Complaints and Findings
In these children, first of all, personality changes, abnormal gait, double vision and changes in consciousness level occur. Neck pain, slowed heart rate (bradycardia), decreased breathing frequency (bradypnea), hypertension complaints and symptoms develop due to increased pressure in the brain stem. Blurring and closure always indicate a poor prognosis. Increased pressure in the eyes (papilledema) and sometimes optic atrophy are seen. 6th cranial nerve palsy due to increased intracranial pressure (CIBA) is seen in approximately 15% of these patients. Contrary to this, dizziness and other cranial nerve palsies are rarely seen. Truncal ataxia is common. In older children, there is a tandem gait, although it is suspicious. Dysmetria is common in older children. Nystagmus is less common. Cerebellar fits is a rarer condition.
Diagnosis
As with all cerebellum tumors, medicated brain Magnetig Resonance (MR) technique, one of the brain imaging methods, is a very important and reliable noninvasive test method in the diagnosis of these lesions. Apart from this, the medicated brain Computed Tomography (CT) technique provides additional additional information compared to the MR technique in showing whether there are calcifications in the lesion in some tumors such as ependymoma, cystic cerebellar astrocytomas. The cerebrovascular angiography test method has no place in the diagnosis of these lesions. However, cerebrovascular angiography should be performed in those who are thought to have von-Hippel Lindou disease. With this test, it shows the vascular pathologies around the tumor. As a result, when a cerebellum tumor is considered, the diagnosis is made very quickly, quickly and reliably with today’s advanced diagnostic methods. Unfortunately, there are no blood tumor marker tests for the diagnosis of cystic cerebellar astrocytomas in the cerebellum.

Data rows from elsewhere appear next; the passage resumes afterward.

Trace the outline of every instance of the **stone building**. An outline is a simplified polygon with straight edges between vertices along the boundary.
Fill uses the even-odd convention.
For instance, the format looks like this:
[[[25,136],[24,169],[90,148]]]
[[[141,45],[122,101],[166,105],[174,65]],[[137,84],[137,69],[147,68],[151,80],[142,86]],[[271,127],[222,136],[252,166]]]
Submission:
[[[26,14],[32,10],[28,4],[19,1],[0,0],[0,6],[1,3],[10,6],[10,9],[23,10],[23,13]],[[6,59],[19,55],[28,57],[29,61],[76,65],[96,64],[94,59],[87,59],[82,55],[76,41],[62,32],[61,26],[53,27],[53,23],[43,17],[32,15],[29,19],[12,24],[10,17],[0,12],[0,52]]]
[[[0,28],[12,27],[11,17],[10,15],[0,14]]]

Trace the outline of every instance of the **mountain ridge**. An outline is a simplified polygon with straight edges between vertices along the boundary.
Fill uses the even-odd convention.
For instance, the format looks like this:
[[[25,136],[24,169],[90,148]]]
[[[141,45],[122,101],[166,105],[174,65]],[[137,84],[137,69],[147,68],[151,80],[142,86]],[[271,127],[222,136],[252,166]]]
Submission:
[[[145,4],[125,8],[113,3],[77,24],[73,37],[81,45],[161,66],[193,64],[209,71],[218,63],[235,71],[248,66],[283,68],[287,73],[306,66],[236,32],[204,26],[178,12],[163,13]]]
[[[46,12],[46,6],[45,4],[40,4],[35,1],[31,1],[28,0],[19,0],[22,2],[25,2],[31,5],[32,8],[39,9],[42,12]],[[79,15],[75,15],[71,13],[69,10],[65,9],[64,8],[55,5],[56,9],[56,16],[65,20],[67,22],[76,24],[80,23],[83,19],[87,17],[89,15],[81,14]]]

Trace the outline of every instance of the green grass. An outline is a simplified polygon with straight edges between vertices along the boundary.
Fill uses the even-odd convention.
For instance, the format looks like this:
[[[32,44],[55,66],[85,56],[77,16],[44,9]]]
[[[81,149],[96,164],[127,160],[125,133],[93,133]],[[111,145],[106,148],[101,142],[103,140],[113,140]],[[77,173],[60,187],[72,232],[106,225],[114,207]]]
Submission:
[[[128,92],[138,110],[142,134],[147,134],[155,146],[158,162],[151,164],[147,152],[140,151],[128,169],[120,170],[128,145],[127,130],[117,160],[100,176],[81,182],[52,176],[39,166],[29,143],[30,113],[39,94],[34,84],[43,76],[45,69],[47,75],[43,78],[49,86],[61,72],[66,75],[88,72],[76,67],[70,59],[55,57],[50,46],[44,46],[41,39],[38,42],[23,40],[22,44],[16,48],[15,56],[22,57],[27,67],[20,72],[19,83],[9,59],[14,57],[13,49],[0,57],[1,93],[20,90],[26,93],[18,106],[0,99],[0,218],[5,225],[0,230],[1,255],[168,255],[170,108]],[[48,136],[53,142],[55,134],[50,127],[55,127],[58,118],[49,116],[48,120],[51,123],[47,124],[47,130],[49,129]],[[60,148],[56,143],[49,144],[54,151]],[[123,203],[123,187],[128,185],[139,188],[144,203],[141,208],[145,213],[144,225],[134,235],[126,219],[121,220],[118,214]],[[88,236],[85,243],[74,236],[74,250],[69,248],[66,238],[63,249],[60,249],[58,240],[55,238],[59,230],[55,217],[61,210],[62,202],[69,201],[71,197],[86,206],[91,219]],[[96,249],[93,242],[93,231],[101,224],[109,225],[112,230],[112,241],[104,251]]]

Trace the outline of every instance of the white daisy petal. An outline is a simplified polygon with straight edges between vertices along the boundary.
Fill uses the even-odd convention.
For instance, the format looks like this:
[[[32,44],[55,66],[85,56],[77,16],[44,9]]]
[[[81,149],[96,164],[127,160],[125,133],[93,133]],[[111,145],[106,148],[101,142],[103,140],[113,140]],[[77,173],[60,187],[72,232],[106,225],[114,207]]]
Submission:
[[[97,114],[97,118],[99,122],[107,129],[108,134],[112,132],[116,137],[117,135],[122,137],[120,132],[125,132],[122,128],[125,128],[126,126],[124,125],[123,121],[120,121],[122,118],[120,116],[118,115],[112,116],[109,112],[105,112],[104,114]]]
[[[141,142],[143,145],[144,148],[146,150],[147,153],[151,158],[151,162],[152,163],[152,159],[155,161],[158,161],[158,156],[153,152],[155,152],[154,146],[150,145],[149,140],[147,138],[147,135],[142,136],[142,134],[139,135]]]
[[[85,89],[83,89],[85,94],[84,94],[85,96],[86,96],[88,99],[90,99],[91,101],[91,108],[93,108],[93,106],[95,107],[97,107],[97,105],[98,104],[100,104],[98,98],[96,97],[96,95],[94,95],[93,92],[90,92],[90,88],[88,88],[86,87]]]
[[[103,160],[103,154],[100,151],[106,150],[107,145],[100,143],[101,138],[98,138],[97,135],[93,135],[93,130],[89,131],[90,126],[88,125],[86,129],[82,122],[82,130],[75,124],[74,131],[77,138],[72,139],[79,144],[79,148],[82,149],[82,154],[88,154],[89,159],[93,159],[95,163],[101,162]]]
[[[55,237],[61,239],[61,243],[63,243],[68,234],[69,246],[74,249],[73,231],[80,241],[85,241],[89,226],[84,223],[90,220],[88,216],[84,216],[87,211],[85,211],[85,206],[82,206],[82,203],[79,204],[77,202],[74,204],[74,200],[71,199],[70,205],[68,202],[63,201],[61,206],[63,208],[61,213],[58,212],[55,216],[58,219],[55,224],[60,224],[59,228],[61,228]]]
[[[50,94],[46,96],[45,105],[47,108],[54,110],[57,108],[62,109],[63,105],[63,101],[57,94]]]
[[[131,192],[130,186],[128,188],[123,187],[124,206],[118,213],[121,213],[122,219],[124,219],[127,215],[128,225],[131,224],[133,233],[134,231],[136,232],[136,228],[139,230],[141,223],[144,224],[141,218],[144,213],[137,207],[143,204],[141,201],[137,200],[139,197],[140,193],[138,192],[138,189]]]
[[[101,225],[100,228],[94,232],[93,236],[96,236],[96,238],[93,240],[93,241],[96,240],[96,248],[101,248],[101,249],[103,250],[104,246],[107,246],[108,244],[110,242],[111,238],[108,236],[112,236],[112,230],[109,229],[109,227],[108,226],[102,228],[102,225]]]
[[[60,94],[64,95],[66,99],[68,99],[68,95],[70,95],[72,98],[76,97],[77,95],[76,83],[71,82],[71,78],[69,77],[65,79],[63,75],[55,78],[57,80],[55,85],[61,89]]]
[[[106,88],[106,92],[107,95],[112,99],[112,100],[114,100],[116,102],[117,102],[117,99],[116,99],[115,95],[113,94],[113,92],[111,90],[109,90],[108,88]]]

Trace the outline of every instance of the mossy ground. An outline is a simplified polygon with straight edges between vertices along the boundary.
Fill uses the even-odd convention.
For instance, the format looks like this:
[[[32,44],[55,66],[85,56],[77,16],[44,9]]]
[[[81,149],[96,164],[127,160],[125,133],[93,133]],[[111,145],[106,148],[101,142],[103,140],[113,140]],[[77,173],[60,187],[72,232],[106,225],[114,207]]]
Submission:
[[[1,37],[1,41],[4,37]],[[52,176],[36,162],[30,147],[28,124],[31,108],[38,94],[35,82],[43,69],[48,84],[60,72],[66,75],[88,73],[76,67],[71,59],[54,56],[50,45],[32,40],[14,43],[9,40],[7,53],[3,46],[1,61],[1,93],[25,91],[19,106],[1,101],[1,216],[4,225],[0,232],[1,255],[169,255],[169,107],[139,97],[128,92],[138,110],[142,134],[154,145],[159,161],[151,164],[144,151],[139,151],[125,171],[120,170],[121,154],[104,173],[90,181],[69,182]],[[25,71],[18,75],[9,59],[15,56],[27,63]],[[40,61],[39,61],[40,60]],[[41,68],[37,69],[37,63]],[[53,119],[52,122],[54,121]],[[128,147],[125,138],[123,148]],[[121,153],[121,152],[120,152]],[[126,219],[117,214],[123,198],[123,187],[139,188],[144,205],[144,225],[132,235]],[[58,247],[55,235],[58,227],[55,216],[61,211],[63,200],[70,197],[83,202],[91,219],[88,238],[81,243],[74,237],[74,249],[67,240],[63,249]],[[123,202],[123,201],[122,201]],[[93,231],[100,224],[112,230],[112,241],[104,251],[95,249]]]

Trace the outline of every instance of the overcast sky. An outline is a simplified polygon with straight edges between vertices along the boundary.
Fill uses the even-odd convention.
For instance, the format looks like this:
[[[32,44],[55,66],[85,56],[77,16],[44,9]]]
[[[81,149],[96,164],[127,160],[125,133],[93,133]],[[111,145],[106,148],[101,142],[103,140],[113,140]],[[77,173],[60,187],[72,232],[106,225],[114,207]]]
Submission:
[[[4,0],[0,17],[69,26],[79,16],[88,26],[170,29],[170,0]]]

In the differential diagnosis, von-Hippel lindau disease, especially with a cystic component, should be kept in mind.
Treatment
As with all cerebellar tumors, if the doctor thinks that the cerebellar lesion is a cystic cerebellar astrocytoma preoperatively, he or she should only rule out von-Hippel-lindou disease. In the treatment strategy of cystic cerebellar astrocytomas, the entire lesion should be surgically removed, if possible. An experienced surgeon manages the surgery by knowing where such a lesion originates and where it grows during cerebellum surgery. Because the vital functions of all anatomical tissues are important during surgery for cerebellum tumors. In cystic cerebellar astrocytomas, especially the yellow colored cystic fluid in the cyst is the characteristic of these tumors. In addition, solitary tumors accompanying the cystic part are usually non-bleeding, soft lesions. If the histopathological report confirms a low grade atrocytoma after all solitary tumor removal, no additional adjuvant radiotherapy or chemotherapy is required for treatment. However, if the malignant type of histopathological astrocytoma is reported, adjuvant radiotherapy and chemotherapy are required in the postoperative period.
Conclusion
The results are excellent if these tumors are cystic cerebellar astrocytoma and have been totally removed. Because only 5-20% of these lesions are histopathologically malignant.